The Opposition leader posed a question to the Australian public: “Do you really want three more years like the last six?” Abbott said that he would not lead a minority government – and promised that he would not be doing deals with Independents or minor parties to form a government.

Christine Milne press conference.

Greens Leader Christine Milne also delivered a press conference shortly after the Prime Minister, in which she also criticised ‘old politics’, and expressed a need for Australia to move forward.


Milne said, “This is the election that people can choose… to care for people and the environment, that’s what the Greens are offering this election.” Milne stressed that we live in a society – not an economy.

Milne said that she didn’t think that the Australian people wanted cruelty from our political leaders – and would rather see compassion – but ‘that’s all the old parties are offering’. The Greens leader further criticised the two major parties for talking about the future – but being entrenched in the past.

Earlier in the day, Kevin Rudd visited the Governor-General Quentin Bryce to let her know he intended to call an election, after flying out of Brisbane only a few hours previously.

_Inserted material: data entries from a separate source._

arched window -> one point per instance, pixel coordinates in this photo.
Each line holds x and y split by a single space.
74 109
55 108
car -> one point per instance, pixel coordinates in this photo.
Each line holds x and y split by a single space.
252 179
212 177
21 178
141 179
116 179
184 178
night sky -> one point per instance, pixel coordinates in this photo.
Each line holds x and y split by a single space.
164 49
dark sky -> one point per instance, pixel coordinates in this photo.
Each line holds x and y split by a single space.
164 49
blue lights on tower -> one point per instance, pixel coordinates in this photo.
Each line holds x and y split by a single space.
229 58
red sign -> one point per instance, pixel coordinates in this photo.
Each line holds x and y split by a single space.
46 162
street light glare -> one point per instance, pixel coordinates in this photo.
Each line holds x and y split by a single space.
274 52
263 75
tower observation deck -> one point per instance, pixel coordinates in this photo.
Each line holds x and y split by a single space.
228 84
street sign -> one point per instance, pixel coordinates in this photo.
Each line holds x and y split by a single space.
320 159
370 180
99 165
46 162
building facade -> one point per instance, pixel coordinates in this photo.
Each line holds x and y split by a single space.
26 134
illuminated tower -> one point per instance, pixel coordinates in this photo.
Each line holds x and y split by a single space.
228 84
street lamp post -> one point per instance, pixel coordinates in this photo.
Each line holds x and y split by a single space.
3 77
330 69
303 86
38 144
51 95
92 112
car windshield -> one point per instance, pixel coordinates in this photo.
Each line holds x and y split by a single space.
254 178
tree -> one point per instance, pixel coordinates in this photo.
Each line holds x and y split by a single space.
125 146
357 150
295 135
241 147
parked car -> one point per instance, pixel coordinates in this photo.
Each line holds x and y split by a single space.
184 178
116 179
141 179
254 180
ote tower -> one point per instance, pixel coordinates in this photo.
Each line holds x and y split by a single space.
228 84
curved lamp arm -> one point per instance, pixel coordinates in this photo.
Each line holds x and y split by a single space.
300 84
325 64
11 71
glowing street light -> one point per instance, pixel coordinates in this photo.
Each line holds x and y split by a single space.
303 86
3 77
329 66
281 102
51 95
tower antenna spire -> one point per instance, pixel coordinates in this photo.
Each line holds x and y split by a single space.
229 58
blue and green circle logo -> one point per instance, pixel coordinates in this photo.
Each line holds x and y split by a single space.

The country will go to the polls on September 7, which means polling we be a week earlier than the date set by Julia Gillard.

Following his meeting with the Governor-General, Kevin Rudd tweeted a message, asking Australia to choose between a ‘positive plan for Australia’s future or old negative politics’.


The Labor party also sent an email out to supporters soon after the election date was announced. The email, a message from Kevin Rudd, read:

It’s on.

A few moments ago I saw the Governor-General and asked that she dissolve this parliament and call the Federal Election for September 7.

An image from Kevin Rudd’s Instagram feed. “Just some final touches to my speech about the choice Australians will make on September 7. KRudd”

Australians now face a choice. And the choice couldn’t be starker.

I have a positive vision about the country we can be. In this election I’ll be talking with Australians across the county about better schools for our kids, investing so we can create good jobs, and about how the NBN can help keep our economy strong.

Tony Abbott has a different approach. He’ll bang on with the same negativity that we’re all sick of. He’s only got three word slogans because he doesn’t have the ticker to debate his real agenda.

Right now the only thing standing between Australia and an Abbott-led government is you, me, and as many Australians as we can rally to fight for the kind of nation we all want to live in.

It’s time to rally the troops.

This election will also mean the end of several political careers, as many members of the 43rd Parliament will not be standing again. This group includes a number of Labor MPs: the former Prime Minister Julia Gillard, Simon Crean, Nicola Roxon, Martin Ferguson, and Stephen Smith. Independents Rob Oakeshott and Tony Windsor will also be retiring from Parliament, and from the Coalition Paul Neville and Alex Somlyay will not be standing again.